The Darkest Hour
- Author: Katherine Howell
- Language: English
- Series: Ella Marconi
- Genre: Crime novel
- Publisher: Pan Macmillan
- Publication date: 1 July 2008
- Publication place: Australia
- Media type: Print
- Pages: 384 pp.
- Awards: 2009 Davitt Award, Readers Choice, winner
- ISBN: 9781405038324
- Preceded by: Frantic
- Followed by: Cold Justice

= The Darkest Hour (Howell novel) =

2008 crime novel by Australian author Katherine Howell

The Darkest Hour is a 2008 crime novel by Australian author Katherine Howell.

It is the second novel in the author's Ella Marconi series of crime novels.

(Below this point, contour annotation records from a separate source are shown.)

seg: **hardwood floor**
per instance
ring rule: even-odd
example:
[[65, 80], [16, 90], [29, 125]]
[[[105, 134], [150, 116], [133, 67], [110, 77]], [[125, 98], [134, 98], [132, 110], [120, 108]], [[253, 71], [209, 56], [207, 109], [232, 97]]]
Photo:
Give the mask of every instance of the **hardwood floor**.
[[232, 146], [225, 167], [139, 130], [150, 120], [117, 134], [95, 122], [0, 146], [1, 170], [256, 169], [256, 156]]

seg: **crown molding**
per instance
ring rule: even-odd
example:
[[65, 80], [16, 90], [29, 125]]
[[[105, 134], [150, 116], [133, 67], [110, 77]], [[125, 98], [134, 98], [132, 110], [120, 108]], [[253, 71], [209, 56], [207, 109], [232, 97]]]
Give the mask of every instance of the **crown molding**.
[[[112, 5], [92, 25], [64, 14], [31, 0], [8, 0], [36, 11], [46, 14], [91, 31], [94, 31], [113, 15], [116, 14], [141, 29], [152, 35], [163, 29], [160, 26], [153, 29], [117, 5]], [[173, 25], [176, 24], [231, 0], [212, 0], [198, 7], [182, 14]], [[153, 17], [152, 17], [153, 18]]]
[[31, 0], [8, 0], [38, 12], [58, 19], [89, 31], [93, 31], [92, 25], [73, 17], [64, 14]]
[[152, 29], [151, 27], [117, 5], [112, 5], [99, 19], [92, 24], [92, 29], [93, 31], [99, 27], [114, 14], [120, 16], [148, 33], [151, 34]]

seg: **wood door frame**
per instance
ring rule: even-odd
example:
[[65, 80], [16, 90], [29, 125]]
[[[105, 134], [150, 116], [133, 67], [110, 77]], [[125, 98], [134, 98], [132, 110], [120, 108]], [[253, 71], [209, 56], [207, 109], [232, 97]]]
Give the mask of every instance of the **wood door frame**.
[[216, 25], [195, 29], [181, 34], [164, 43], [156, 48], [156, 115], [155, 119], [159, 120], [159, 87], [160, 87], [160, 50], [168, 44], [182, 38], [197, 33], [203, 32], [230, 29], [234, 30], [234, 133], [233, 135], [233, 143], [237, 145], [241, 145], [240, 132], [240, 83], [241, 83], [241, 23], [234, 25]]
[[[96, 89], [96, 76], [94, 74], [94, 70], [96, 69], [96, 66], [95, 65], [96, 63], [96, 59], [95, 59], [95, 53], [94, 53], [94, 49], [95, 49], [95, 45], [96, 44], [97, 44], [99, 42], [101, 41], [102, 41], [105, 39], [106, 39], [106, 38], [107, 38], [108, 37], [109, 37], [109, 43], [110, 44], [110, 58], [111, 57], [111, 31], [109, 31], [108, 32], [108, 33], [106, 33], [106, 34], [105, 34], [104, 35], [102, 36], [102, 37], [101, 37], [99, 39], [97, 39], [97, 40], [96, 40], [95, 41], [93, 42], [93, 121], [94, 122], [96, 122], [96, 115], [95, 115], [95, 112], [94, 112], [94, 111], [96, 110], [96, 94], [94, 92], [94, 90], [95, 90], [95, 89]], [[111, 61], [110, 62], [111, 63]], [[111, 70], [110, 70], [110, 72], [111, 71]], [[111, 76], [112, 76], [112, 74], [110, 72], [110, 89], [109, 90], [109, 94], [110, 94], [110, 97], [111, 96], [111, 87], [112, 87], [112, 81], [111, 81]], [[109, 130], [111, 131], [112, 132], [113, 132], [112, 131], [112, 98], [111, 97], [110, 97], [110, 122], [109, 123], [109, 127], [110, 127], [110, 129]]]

It was the winner of the Davitt Award for Best Adult Novel in 2009.

==Synopsis==
Paramedic Laureen Yates has been threatened by her sister's ex-partner after a stabbing, fearing for her life and her family. But when the same man, Miles Werner, is implicated in another murder she finds Detective Ella Marconi pursuing her.

==Critical reception==
Reviewing the novel for the AustCrimeFiction website Karen Chisholm was initially worried about this being the author's second book, but found the author had "managed to do it again". She concluded that "Katherine Howell writes a damn good story – her plot is faultless, tension and suspense balanced with small havens of down time for both the characters and reader."

== Publication history ==

After the novel's initial publication in 2008 by Pan Macmillan it was reprinted by Pan Books in the UK in 2014. The novel was also translated into Dutch in 2009 and German in 2010.

== Awards ==

- 2009 Davitt Award for Readers Choice, winner

==Notes==
- The author was interviewed about the book and he writing career by Doug Parrington for The Gold Coast Bulletin.